Jak nowe wytyczne związane z koronawirusem wpłyną na bezpieczeństwo Polaków? Na co konkretnie będą przeznaczone 4 miliardy z nowego Funduszu Medycznego i czy na pewno będziemy mieli lepszy dostęp do nowoczesnych terapii? O to m.in. Andrzej Urbański pytał Gościa Dnia Radia Gdańsk – prof. Piotra Czaudernę, członka Narodowej Rady Rozwoju przy Prezydencie Rzeczypospolitej Polskiej.
– Trzeba stosować się do tych wszystkich zaleceń. Dystans społeczny, maseczki – wiem, że to pewnie wszystkich już trochę złości, ale to wyraz solidarności społecznej. Maseczka chroni przede wszystkim innych przed nami – przypomniał prof. Piotr Czauderna. – Wirus mutuje. Ta wersja, która obecnie jest w Polsce, jest wersją bardziej zakaźną, ale śmiertelność jest niższa niż na samym początku – dodał.
– Mamy tylu lekarzy i pielęgniarek, ilu mamy. Nie jesteśmy w stanie wykształcić nowych w ciągu kilku miesięcy, bo to zajmuje kilka-kilkanaście lat. Obecna sytuacja wynika z zaniedbań i błędnych decyzji, które zostały podjęte 15 lat temu, kiedy zmniejszono nabory na studia medyczne – ocenił Gość Dnia Radia Gdańsk.
– Dla służby zdrowia problemem nie są tylko zachorowania, ale też to, że kolejne osoby wypadają z powodu kwarantanny. Personelu w pewnych okresach jest za mało i to uniemożliwia normalną prace. Bez społecznego zaangażowania i poczucia solidarności, odpowiedzialności, nie poradzimy sobie z tym wszystkim. System ochrony zdrowia nie jest z gumy, tak w sensie ludzkim, jak i zasobów materiałowych – zauważył.

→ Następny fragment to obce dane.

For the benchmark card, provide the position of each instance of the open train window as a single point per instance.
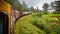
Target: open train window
(3, 23)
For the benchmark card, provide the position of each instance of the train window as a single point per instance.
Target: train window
(3, 23)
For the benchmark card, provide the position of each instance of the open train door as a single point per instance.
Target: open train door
(3, 22)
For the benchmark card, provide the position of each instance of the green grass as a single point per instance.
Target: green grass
(35, 24)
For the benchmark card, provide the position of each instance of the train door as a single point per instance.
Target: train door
(3, 22)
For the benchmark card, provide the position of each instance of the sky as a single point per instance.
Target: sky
(36, 3)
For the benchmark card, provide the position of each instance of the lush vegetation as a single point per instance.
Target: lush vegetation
(37, 24)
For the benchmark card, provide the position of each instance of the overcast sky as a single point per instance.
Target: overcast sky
(36, 3)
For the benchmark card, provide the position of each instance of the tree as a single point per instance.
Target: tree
(56, 6)
(45, 7)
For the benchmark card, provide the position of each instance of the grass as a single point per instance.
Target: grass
(35, 24)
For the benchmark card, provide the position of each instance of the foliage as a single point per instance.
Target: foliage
(57, 29)
(30, 24)
(23, 26)
(45, 6)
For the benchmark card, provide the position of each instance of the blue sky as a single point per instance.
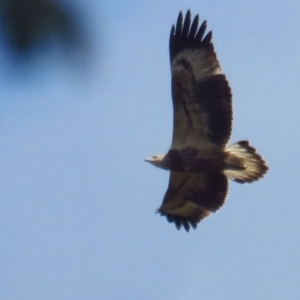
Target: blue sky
(77, 200)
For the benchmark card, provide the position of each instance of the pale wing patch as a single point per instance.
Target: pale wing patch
(203, 63)
(254, 167)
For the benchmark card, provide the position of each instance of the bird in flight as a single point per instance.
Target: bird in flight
(199, 160)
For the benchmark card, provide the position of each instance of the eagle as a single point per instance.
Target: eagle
(199, 160)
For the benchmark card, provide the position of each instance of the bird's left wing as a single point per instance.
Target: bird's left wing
(191, 197)
(201, 94)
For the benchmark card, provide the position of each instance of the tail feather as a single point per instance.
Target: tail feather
(244, 164)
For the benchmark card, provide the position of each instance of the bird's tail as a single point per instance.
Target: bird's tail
(243, 163)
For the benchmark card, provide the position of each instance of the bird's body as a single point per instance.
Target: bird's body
(199, 159)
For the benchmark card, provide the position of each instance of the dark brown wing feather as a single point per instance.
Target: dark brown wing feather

– Wszystkie pandemie mają to do siebie, że mają naturalną historię i prędzej czy później wygasają. Albo wskutek pojawienia się kolejnej, łagodnej mutacji wirusa, albo uodpornienia się takiej części społeczeństwa, że wirus przestaje się szerzyć. Oczywiście gdyby pojawiła się szczepionka i rozpoczęłoby się masowe szczepienia, to ograniczyłoby to epidemię, ale szacunki, że pojawi się ona w ilościach handlowych w pierwszym kwartale przyszłego roku, są zbyt optymistyczne – stwierdził prof. Czauderna.
Ekspert odniósł się także do wprowadzanych w Polsce obostrzeń, które mają zahamować rozwój epidemii. – Szczególnie duże nadzieje wiążę z ograniczeniem nauki w szkołach. Powrót do zajęć przyczynił się do wzrostu zachorowań. Tak się stało w całej Europie. Kiedy w Belgii, Francji, Włoszech czy Niemczech kiedy otwarto szkoły, dwa tygodnie później obserwowano znaczny wzrost zakażeń – przypomniał.
– Wprowadzanie obostrzeń to taniec na linie. Z jednej strony dławimy gospodarkę i możemy doprowadzić do potężnego kryzysu, z drugiej chcemy chronić społeczeństwo. Można zamknąć całkowicie szkoły. W niektórych krajach były zakazy wychodzenia na ulice w określonych godzinach. Ale to, co zostało zrobione, powinno przynieść efekt. Tu nie ma mądrych, nie ma gotowych recept, które można wziąć z półki, zastosować i to będzie działało – podkreślił.
Członek Narodowej Rady Rozwoju przy Prezydencie RP mówił też o Funduszu Medycznym. Podpisana przez Andrzeja Dudę ustawa gwarantuje corocznie wypłatę z budżetu państwa 4 miliardów złotych, począwszy od 2021 roku.
– To dość szerokie przedsięwzięcie. Jest kilka działów, które mają znaczenie – inwestycyjny, modernizacyjny, profilaktyki, ale też dział innowacyjno-terapeutyczny, dedykowany nowym lekom. Chodzi o to, że jeżeli w Europie istnieje zarejestrowany lek na choroby, na które w Polsce jeszcze nie ma jeszcze skutecznego sposobu leczenia, to by można było w trybie warunkowym refundować je grupom chorych, dla których nie mamy oferty – opisywał prof. Piotr Czauderna.